Absolutely this. It is oftentimes just so damn hard to clear my mind enough to focus on anything at all.


I don't think anything is wrong with you. I've talked with lots of friends (devs and not), who have noticed their attentions have changed over time. I don't think it's causation that your attention has eroded with the rise of social media, just a correlation from the times you happen to live in. I suspect people in the 50's lamented vinyl eroding their ability to practice music for hours on end.

I think the ability to concentrate on one task singularly is really a gift the young get. I can't think of a single friend who has ever said it has gotten better over time. Enjoy the positive changes that come with age though. The ability to reason more objectively, the ability to control your emotions, the ability handle defeat and disappointment with grace, and the ability to plan larger things. Your body and mind change with age.


Everyone ages cognitively at a different rate, but unless you're approaching 70, which I doubt, that loss of ability to concentrate you're experiencing is unlikely to be physical. If you're under 30 and you're feeling you've already lost significant ability to concentrate you probably want to do a deep rethink on how you allow web/mobile/social media/etc to impact you. It's hard to cut back, because those distractions are an actual addiction.


Thanks for this post. It's really comforting as a young adult.

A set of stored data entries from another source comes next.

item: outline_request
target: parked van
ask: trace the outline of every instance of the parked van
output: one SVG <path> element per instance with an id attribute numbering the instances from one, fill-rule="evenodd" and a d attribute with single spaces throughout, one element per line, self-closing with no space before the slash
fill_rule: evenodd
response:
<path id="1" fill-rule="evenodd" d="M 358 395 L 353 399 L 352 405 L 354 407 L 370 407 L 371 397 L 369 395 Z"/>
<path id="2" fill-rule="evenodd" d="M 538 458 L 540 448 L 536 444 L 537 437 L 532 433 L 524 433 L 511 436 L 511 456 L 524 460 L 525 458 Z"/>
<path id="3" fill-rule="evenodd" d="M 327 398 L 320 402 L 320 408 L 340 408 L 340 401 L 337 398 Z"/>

I'm working through a mindfulness meditation book (The Mindfulness Prescription for Adult ADHD: http://www.amazon.com/gp/product/1590308476/ref=as_li_tl?ie=... ) which helps me regain some of the focus that I feel as though I've lost. I've been at it for about two days, and I feel as though I've been helped a huge amount-- I bet it'll be helpful for others, even if they don't have ADHD, as it offers a lot of tools to address the constant zig-zagging of attention resulting from our super-stimulated environment.

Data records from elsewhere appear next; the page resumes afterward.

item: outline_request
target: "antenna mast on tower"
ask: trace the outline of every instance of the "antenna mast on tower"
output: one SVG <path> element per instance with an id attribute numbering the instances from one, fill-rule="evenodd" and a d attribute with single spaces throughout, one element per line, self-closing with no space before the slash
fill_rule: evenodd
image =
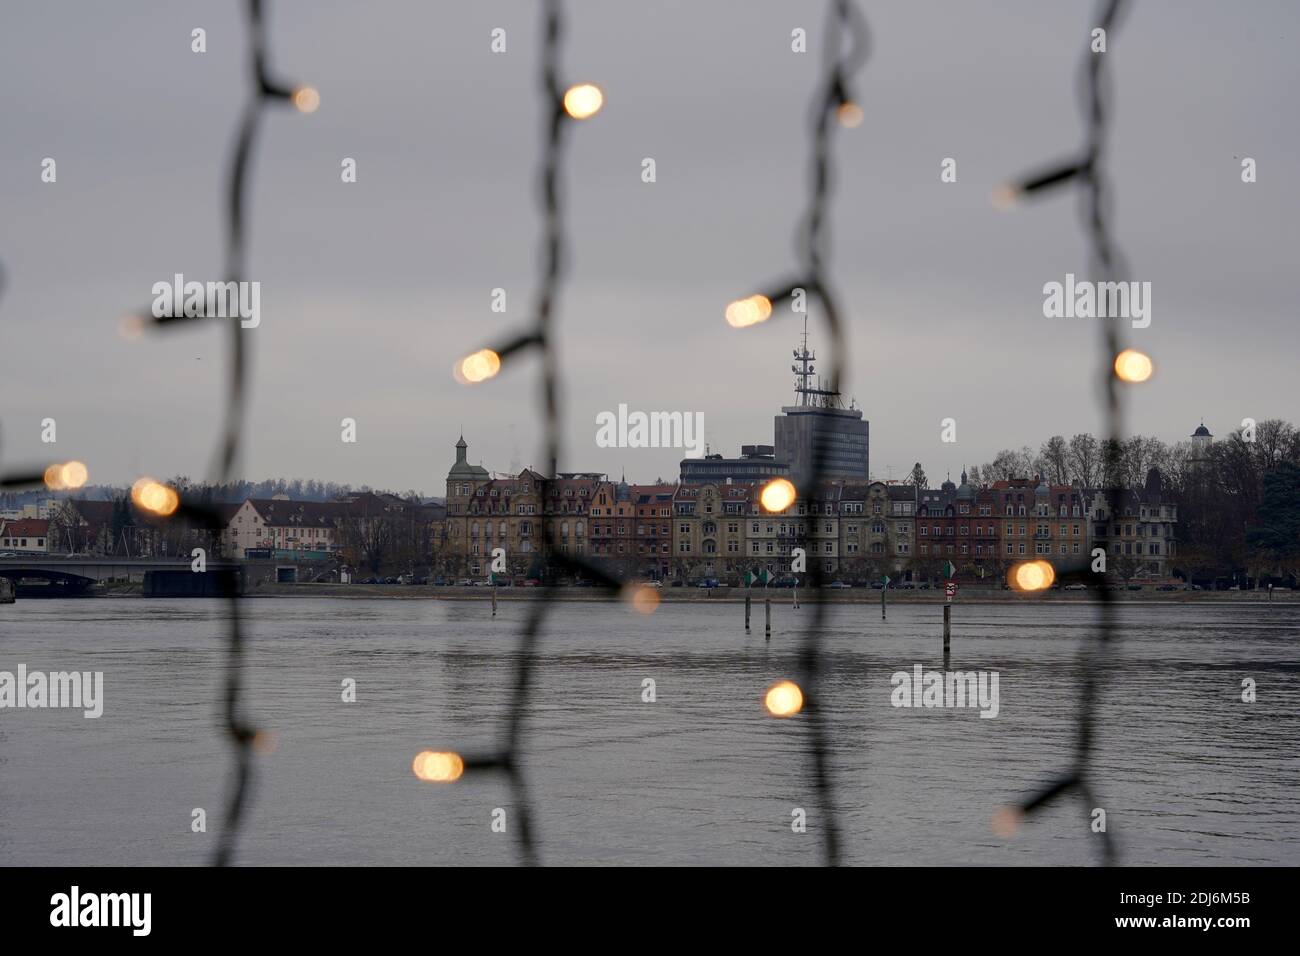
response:
<path id="1" fill-rule="evenodd" d="M 843 408 L 840 393 L 822 388 L 820 375 L 817 376 L 817 384 L 812 384 L 813 374 L 816 371 L 813 362 L 817 360 L 817 355 L 808 350 L 807 313 L 803 317 L 803 342 L 794 350 L 794 358 L 796 364 L 790 366 L 790 371 L 795 375 L 795 404 L 812 408 Z"/>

If meditation practices fail at helping improve your focus, there's always stimulants. I enjoy brewing up the beans from Stumptown.


Try something as follows:

First, don't worry too much if you think your attention and focus is not good or it's getting worse because this act of (constant) worrying itself keeps you in the very same (worry) loop you want to avoid/escape at the very first place. Just keep in mind, an average amount of lack of attention is common as it happens to most of us because of our aging, work, life style, and the environment (both real and digital). Try to avoid doing unnecessary tasks as much as you can and don't push yourselves too hard. Focus on the progress and not the results alone to improve your chances.

Second, exercise and meditate besides having good sleep and a balanced diet (this part is pretty common advice as most of us already know about it). In addition, I would suggest you also include some sports performance psychology books in your reading list as they often contain some really good applied research to improve the performance of professional sport-man. I think, in some way, a technical (or business) person is not very different from those sport-men when it comes to attention, focus and performing under pressures in work/business settings. The visible aspects of tasks and their execution (a sport-man and technical/business person perform) are different but the mental aspects of these tasks are very similar to those tasks one has to carry out in a technical/business context.

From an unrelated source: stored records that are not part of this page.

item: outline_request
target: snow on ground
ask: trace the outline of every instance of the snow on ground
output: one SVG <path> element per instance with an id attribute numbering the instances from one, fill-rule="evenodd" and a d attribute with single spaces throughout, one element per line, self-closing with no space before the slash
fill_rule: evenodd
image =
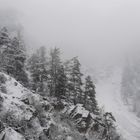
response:
<path id="1" fill-rule="evenodd" d="M 29 90 L 24 88 L 11 76 L 0 73 L 6 78 L 2 86 L 5 87 L 6 92 L 0 91 L 0 96 L 3 98 L 1 114 L 13 113 L 15 117 L 29 120 L 32 117 L 34 108 L 22 102 L 22 98 L 31 94 Z M 0 115 L 1 115 L 0 114 Z"/>
<path id="2" fill-rule="evenodd" d="M 0 139 L 4 140 L 25 140 L 24 137 L 12 128 L 6 128 L 1 134 Z"/>
<path id="3" fill-rule="evenodd" d="M 96 85 L 97 100 L 105 111 L 112 112 L 116 118 L 118 132 L 126 140 L 140 140 L 140 119 L 121 99 L 121 70 L 114 71 L 111 77 L 99 80 Z"/>
<path id="4" fill-rule="evenodd" d="M 78 104 L 76 108 L 77 114 L 82 114 L 83 118 L 87 118 L 89 115 L 89 111 L 87 111 L 82 104 Z"/>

Last, you can consider counseling and more serious help, if above-mentioned self-help methods doesn't work in your case. Most of the time we don't need to think about this step if we keep working on the first two points regularly unless we've some strong evidence that we must consider this last step.

---

Note:

I'm not an expert in any mental health and performance related field (like psychology etc.). I'm just a normal technical person like most of other HN community member.


Set some increasingly harder concentration and focus targets. Try to achieve these targets when you are not tired, i.e. not when you come back from work. It's not just social networks btw. The fact that we imprison our children in home does not help with our ability to concentrate either.


Start reading books. Find something you like and with practice you'll find that you can recover your focus.